Research Explainers May 30, 2026 10 min read

Agent Skills Need a Trust Layer

The paper’s practical point: agent skills are becoming the packaging layer for procedural AI work, which means they need governance before they become another unsafe software supply chain.

Source note: Renjun Xu and Yang Yan. “Agent Skills for Large Language Models: Architecture, Acquisition, Security, and the Path Forward.” arXiv:2602.12430, 2026-02-12. https://arxiv.org/abs/2602.12430

Why This Paper Matters

Agent skills look deceptively simple.

At the surface, a skill is just a small package: a SKILL.md file, some instructions, maybe scripts, maybe references, maybe assets. The agent loads it when the user’s task matches the description. The skill tells the agent how to approach a kind of work.

That sounds like prompt engineering with better filing.

It is not.

The paper argues that skills are turning into a new abstraction layer for AI agents. Instead of expecting the model to carry every workflow in its weights, or stuffing every instruction into the prompt, a system can load procedural knowledge on demand. The agent can become better at a task without retraining because the task knowledge lives in a portable module.

That gives teams leverage. It also creates risk.

A skill can be documentation, but it can also change what context the agent sees. It can tell the agent which tools to use. It can include executable code. It can point at external resources. It can influence permissions and behavior before the user ever sees an output.

So “How do we write good skills?” is only the first question.

The important question is “What kind of trust system do skills need?”

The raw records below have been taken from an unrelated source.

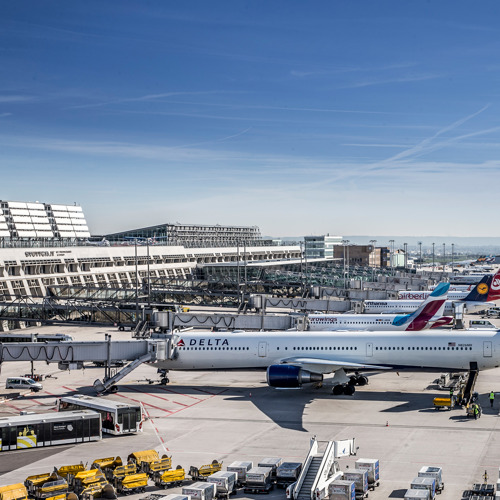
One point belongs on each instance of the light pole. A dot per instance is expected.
(392, 256)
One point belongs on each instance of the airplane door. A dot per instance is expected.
(262, 349)
(487, 349)
(369, 349)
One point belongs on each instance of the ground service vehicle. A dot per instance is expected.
(201, 473)
(13, 492)
(258, 480)
(23, 383)
(287, 473)
(225, 483)
(47, 429)
(169, 478)
(143, 459)
(132, 483)
(117, 418)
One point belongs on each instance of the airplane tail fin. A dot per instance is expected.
(494, 293)
(481, 292)
(432, 307)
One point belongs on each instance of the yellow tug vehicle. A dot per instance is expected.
(201, 473)
(16, 491)
(160, 466)
(169, 478)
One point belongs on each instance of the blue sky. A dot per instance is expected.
(298, 117)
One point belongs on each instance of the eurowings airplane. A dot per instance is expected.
(428, 315)
(478, 299)
(293, 358)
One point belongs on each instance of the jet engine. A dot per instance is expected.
(290, 376)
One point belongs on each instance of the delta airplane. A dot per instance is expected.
(428, 315)
(293, 358)
(478, 299)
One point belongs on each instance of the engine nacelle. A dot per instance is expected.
(290, 376)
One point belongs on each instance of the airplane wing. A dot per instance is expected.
(318, 365)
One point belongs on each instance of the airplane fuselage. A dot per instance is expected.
(453, 350)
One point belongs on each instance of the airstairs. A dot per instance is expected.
(320, 469)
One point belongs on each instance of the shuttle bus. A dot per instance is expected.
(117, 417)
(34, 337)
(48, 429)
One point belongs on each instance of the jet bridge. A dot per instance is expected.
(72, 355)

This survey matters because it puts architecture, learning, deployment, and security in one frame. Skills are not a cute productivity feature. They are starting to look like package management for agents.

The Idea in Plain English

The simplest way to understand a skill is this: a tool does something, while a skill teaches the agent how to do something.

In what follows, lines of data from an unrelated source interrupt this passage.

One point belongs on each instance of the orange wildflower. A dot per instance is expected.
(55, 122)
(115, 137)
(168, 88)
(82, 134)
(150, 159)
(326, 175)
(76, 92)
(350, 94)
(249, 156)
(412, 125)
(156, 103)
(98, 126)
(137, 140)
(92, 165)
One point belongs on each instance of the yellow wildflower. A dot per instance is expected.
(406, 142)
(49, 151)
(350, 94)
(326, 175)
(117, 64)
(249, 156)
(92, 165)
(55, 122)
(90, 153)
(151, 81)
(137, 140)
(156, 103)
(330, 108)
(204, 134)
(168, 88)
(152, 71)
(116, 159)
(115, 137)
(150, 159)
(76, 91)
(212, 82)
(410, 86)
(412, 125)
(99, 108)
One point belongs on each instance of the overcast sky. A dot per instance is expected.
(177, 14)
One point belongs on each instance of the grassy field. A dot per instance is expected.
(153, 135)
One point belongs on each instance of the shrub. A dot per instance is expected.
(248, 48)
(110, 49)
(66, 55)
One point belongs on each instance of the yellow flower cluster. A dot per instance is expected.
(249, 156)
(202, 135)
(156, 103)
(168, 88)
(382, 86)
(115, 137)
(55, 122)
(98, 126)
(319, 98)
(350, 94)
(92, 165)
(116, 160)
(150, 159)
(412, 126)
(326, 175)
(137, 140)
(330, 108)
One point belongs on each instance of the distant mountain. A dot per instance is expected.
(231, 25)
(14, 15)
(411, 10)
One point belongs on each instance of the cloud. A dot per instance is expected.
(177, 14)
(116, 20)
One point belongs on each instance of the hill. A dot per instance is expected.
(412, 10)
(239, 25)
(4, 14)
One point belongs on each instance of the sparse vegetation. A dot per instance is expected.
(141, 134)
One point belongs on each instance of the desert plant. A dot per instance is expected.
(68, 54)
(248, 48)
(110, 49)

A tool might expose a function: search the web, query a database, edit a file, send an email, or run a script. The tool has inputs and outputs.

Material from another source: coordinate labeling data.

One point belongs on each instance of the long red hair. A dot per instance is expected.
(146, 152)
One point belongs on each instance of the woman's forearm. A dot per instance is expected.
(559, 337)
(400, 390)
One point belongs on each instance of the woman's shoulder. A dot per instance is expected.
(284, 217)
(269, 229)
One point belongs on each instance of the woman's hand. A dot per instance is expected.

A skill is higher level. It can say: when you need to analyze a spreadsheet, first inspect the sheet structure, then check formulas, then summarize anomalies, then create a chart, and use these scripts if the file is large. It can bundle the workflow, reference material, code, example files, and constraints.

The paper describes this as progressive disclosure.

The agent does not load every skill in full all the time. It first sees lightweight metadata: name and description. If a task matches, it loads the skill instructions. If needed, it loads deeper resources such as scripts or reference files.

That matters because context is expensive. A large agent could have hundreds or thousands of possible skills. If every instruction, script, and reference file were loaded into the context window at startup, the system would collapse under its own library. Progressive disclosure turns skills into a searchable procedural memory.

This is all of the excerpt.